In order for the checksums to be calculated, the packet meta data must contain the layer 3 and 4 offsets. These can be supplied by the FPGA for packets being received by the FPGA, or they must be provided by the applications for packets that have been generated (or modified) by the application. For tunneled packets the application can control which checksums are calculated by the hardware by providing the correct layer 3 and 4 offsets for either the inner or the outer packet. The hardware can only calculate one set of checksums so the application must calculate the other set. As an example the application calculates the outer IPv4 checksum (only header-based) and sets the outer UDP checksum to zero, and the hardware calculates the inner checksums.
Injection of time stamps
A time stamp can be injected into a frame to be transmitted at a specified offset on NT200A02 SmartNICs running on a test and measurement image.
The injected data consists of the 64-bit time stamp prepended a 2-byte correction value to make the complete 10-byte checksum neutral. The original 10 bytes of frame data must be set to all zeros by the application before the injection, and they must belong to the same layer (fully contained in one checksum domain). The time stamp injection offset must be 2-byte aligned with the start of the data included in the checksum to be recalculated.
The time stamp injection can be controlled per packet by a control bit in the dynamic packet descriptors. This is illustrated in the net/timestamp_inject code example (see DN-0449). Time stamp injection can also be applied globally by using TimestampInjectAlways in the ntservice.ini file (see DN-0449).

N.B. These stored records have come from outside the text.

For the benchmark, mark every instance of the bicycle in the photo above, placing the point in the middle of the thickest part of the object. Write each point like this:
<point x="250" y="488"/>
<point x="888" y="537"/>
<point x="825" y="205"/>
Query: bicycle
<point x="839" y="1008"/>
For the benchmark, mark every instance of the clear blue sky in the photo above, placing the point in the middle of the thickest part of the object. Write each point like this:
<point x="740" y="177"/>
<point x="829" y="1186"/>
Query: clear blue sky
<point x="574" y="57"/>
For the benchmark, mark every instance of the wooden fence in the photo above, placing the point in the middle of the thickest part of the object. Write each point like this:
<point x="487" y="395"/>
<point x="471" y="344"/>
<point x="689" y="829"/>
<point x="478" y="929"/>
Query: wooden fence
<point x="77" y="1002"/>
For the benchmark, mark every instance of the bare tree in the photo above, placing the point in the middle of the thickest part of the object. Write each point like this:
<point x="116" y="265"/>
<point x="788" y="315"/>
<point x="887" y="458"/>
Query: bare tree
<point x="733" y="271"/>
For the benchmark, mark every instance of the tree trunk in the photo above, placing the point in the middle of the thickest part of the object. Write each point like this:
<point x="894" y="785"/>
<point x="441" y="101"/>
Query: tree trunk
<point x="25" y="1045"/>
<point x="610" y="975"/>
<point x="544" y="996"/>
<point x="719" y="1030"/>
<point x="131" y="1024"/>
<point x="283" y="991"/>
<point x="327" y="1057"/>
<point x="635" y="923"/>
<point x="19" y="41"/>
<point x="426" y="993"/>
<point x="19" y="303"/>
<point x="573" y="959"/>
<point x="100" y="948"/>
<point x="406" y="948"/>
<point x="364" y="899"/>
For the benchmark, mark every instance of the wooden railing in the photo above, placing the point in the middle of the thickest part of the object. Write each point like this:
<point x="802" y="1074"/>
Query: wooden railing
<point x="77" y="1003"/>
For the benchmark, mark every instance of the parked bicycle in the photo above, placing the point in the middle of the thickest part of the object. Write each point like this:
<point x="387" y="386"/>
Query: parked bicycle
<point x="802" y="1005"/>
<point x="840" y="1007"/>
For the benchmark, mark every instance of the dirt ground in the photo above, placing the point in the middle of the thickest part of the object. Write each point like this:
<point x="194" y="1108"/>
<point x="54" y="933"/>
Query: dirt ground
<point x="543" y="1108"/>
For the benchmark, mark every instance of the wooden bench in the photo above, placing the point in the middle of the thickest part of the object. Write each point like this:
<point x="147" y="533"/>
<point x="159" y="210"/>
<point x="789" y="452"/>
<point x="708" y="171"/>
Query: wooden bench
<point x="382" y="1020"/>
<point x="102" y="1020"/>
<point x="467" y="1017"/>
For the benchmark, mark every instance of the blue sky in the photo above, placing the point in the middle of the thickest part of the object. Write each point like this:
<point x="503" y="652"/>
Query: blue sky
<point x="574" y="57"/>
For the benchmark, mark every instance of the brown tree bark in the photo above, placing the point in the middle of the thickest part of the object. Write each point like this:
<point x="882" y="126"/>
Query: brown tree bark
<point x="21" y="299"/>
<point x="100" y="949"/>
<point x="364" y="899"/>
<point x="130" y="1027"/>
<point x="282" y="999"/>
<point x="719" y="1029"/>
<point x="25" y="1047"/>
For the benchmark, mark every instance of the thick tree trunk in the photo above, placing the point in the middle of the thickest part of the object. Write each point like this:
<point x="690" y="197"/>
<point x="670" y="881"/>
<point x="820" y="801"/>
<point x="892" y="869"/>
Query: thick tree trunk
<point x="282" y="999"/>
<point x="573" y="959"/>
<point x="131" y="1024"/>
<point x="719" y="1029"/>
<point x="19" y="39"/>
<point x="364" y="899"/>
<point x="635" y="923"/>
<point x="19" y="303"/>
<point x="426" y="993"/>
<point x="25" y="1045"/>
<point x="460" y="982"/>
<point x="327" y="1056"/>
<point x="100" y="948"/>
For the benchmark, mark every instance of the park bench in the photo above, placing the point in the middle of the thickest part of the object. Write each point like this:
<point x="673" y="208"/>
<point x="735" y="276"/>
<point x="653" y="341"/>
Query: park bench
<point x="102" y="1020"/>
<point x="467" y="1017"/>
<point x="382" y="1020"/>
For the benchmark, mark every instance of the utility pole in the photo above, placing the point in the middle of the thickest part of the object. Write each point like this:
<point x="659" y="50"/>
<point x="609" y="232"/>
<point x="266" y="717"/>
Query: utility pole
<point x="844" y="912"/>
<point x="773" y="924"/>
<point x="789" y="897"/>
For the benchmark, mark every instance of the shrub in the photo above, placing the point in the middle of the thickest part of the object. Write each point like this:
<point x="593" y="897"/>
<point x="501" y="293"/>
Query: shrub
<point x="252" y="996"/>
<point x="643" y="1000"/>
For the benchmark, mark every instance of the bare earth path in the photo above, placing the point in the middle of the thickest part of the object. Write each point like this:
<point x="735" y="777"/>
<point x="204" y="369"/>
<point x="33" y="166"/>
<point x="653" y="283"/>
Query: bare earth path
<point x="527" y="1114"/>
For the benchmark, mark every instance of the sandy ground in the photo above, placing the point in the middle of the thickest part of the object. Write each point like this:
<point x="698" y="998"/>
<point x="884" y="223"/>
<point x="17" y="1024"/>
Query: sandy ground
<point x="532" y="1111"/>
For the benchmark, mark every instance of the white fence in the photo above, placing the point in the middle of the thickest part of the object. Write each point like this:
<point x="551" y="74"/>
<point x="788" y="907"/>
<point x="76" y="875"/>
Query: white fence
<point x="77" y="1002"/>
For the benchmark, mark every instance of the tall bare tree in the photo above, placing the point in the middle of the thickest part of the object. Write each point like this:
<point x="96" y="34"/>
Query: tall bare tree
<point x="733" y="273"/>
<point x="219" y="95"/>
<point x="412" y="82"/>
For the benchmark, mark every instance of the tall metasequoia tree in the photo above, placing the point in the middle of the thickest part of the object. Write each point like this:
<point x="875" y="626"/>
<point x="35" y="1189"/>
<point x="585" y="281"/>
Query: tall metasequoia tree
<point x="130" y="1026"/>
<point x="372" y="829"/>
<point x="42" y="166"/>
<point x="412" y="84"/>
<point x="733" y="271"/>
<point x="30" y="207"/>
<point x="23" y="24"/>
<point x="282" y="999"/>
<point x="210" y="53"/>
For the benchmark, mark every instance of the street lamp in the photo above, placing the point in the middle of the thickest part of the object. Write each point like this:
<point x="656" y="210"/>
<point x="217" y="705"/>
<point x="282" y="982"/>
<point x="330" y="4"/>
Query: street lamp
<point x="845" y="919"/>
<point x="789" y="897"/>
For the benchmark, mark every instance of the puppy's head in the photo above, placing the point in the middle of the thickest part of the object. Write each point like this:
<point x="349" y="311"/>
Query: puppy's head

The value of the time stamp can be the time when the first byte of the frame is put on the wire, or the time when the last byte is put on the wire, depending on the setting of TimestampMethod in the ntservice.ini file (see DN-0449).
The time stamp injection offset is determined by the setting of TimestampInjectDynamicOffset and TimestampInjectStaticOffset in the ntservice.ini file (see DN-0449). TimestampInjectDynamicOffset can be set to the start of the frame, the end of the frame, the start of the layer 3 header or the start of the layer 4 header. The actual offset is calculated from the location of TimestampInjectDynamicOffset by adding the value of TimestampInjectStaticOffset. If, for instance, TimestampInjectDynamicOffset is set to the end of the frame and TimestampInjectStaticOffset is set to -20, the time stamp is injected 20 bytes before the end of the frame. The combination of the two offsets must result in a location inside the current frame, and there must be enough space for both the prepended 2-byte correction value, the 8-byte time stamp and a 4-byte FCS, that is the resulting offset must be between the start of the frame and 14 bytes before the end of the frame. Otherwise some of the time stamp is overwritten by the FCS, and the checksum will be wrong.
Transmit rate limiting
Using NTAPI, the transmit rate can be limited per port using the NT_ConfigWrite function with the NT_CONFIG_PARM_PORT_SETTINGS_V2 parameter and the NtPortSettings_v2_s structure. Set NtPortSettings_v2_s.txPortRateLimit to the desired limit in bit/s (see DN-0449). A value in the range 1 to 100 is interpreted as a percentage of the link speed.
Using the config tool, apply the --tx_port_rate_limit option with a numeric value (see DN-0449). Without a unit, the value is interpreted as bit/s. A unit can be appended to the value. The units b, K, M and G work as ×1, ×1.000, ×1.000.000 and ×1.000.000.000 multipliers. With the unit %, a value in the range 1 to 100 is interpreted as a percentage of the link speed.
Flushing TX packets
Remaining packets in TX segments can be canceled from their queues and not sent, so that a stream can be closed down faster, by setting the CancelTxOnCloseMask parameter in the ntservice.ini file (see DN-0449). This is useful when replaying low-rate traffic.
Transmission of PCAP files
The SmartNICs have native support for transmission of PCAP files. Configuration can be done using the NT_NetTxOpen_v2 and NT_NetFileOpen_v2functions (see DN-0449).